A few years ago Chris Cox recommended I watch “The Story of Film,” a documentary on the history of filmmaking. It is fun to remember that only ~100 years ago, film was a new medium. It took generations of film makers to learn how to use it effectively in a process that is ongoing. In the beginning, movies were just plays and radio programs put on film. It would take years to invent something as simple as the smash cut.

In a recent conversation with film maker James Cameron he posited an interesting perspective on this journey: the process of experimentation film makers were embarking on wasn’t so much inventing how to tell stories, as it was discovering the ways in which audiences are more (or less) inclined to engage in stories. The experiments that worked represented film makers using their own instincts to find something deeply resonant to a larger number of people. Having seen and even felt the success of each of those successful experiments, more filmmakers copied it and tried new things in addition and the language of film got richer and deeper. So rather than seeing the smash cut as an innovation in storytelling, we might also see it as a discovery about how audiences understand stories.

As a consumer I sometimes use a new product and feel delighted that it works exactly how I want it to. That is the feeling of being on the same wavelength as the designer and, perhaps more likely, with a broad enough subset of the population to be a commercially viable target. To that end I also know the discordant feeling I have when a product doesn’t match the mental model I had of how it should function.

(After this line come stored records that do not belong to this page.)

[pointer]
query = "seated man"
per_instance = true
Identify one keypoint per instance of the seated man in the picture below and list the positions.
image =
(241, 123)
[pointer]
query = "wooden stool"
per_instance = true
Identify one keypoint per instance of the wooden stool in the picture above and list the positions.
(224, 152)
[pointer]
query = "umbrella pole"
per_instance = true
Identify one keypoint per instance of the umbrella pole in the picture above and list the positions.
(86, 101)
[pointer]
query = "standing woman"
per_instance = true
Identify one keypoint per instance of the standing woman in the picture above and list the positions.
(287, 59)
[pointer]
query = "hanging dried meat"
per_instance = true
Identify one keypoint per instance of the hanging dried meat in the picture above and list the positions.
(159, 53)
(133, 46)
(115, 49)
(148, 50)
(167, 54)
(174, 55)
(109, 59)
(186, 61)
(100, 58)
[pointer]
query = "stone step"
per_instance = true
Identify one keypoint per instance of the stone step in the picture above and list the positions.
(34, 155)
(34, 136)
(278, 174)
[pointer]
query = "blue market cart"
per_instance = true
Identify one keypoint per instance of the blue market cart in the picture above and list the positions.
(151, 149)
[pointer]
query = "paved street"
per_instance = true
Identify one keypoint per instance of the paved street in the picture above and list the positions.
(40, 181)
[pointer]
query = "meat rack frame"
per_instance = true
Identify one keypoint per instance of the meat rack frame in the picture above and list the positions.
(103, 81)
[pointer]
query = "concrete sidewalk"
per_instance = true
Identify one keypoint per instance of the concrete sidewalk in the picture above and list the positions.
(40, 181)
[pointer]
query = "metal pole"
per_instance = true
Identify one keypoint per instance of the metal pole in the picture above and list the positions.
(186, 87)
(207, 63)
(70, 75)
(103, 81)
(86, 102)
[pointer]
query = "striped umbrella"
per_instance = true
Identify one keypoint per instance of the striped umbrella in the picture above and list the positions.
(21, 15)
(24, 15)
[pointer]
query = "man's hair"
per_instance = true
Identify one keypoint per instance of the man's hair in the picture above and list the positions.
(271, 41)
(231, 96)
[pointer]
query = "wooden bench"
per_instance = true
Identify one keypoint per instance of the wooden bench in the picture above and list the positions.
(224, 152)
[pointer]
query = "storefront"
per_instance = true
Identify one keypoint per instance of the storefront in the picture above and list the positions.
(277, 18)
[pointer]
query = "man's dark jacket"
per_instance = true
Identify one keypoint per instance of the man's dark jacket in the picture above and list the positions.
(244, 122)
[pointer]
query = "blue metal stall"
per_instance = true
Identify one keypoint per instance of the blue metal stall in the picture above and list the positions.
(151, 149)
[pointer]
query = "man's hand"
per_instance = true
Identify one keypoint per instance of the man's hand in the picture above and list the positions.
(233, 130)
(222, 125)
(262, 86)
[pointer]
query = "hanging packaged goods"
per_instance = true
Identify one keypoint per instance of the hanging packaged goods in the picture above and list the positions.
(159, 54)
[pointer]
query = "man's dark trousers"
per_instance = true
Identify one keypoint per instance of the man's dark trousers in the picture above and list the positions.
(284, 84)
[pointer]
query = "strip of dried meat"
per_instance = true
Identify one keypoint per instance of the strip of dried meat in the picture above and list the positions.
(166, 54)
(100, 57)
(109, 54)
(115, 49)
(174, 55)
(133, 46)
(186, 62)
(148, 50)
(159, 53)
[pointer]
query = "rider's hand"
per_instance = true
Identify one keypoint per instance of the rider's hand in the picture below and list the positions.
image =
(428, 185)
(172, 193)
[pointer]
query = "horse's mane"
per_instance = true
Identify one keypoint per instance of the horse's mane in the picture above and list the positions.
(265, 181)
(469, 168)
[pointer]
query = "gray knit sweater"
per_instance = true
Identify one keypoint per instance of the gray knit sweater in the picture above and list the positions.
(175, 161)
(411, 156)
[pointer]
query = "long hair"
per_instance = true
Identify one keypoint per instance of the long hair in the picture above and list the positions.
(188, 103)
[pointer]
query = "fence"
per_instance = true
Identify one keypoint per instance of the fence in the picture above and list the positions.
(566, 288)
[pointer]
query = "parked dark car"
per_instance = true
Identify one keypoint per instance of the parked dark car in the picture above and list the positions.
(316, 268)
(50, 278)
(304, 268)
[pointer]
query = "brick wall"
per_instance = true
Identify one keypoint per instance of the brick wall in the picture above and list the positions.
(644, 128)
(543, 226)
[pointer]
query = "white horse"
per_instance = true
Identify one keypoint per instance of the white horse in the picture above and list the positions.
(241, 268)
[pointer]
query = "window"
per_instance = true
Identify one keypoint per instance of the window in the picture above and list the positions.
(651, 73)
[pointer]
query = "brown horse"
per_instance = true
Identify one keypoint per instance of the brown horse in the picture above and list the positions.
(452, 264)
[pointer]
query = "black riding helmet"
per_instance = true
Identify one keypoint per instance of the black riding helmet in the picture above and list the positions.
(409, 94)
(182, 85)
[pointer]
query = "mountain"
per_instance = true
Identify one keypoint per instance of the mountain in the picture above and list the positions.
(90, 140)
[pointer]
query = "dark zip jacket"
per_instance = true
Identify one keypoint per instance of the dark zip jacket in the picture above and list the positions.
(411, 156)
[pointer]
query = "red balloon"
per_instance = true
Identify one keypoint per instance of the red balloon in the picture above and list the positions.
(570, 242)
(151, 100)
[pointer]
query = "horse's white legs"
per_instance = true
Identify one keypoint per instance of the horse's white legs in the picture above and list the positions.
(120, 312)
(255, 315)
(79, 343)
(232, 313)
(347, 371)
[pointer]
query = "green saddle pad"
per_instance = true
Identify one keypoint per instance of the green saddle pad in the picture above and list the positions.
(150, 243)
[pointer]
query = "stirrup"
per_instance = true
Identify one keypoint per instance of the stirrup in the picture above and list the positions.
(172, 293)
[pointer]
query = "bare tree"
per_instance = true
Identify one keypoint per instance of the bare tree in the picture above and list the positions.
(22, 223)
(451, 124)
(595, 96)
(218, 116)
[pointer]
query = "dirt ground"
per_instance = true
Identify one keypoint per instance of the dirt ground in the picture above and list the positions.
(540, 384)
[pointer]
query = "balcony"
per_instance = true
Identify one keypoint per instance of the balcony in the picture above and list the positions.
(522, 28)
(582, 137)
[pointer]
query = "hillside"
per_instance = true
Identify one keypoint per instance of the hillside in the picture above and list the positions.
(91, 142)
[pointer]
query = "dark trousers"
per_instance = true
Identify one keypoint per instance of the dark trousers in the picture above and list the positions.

Humans aren’t uniform and I suspect our receptiveness to storytelling is more universal across our population than our natural inclination to any given tool, so I don’t mean to suggest all products have a platonic ideal we are yet to discover. I also think context changes constantly so even within areas of highly consistent preference there is a moving target. And of course there is a path dependence that prevents some avenues of exploration entirely, which could be more fruitful arms of discovery, such as if film had come in different formats with different chemistry and speeds early on.

Still, I find it useful to think of product development as more akin to archaeology or cartography than chemistry or math. This is a good interpretation of what people mean when they say making great products “is more art than science.”

Now obviously the work itself is scientific. New technologies need to be rigorously studied and understood to be built effectively. And those technologies create new capabilities, perhaps entirely novel in the world. But in the end the capabilities are used to explore consumer preferences.

I do think you can bring some formality to the process to make it a bit more scientific though. Years ago a colleague of mine named Justin Shaffer wrote a great post internally about why people posted on the internet at all. He talked about the bid for connection it represented, the social credit people get for being the one to introduce great content to their friends, and the way content created a platform for conversation. I still think of that report often and find it as useful now in the group chat era as I did at any point previous.

A few years later Kevin Systrom introduced us to Clayton Christensen’s “Jobs to be Done” framework, another tool that aims to help teams understand more formally what need they are serving for their customers so that they might better serve it. Today my team uses “User Journeys” to make sure our products have a focused point of view on who is using our products, what problems they have, and how our product is going to help them.

I have said many times that the biggest misconception people have about Meta is that we create the social trends observed on our platform. But in my lived experience that reverses causality. The trends exist in society and we are simply discovering them so that we can serve people better.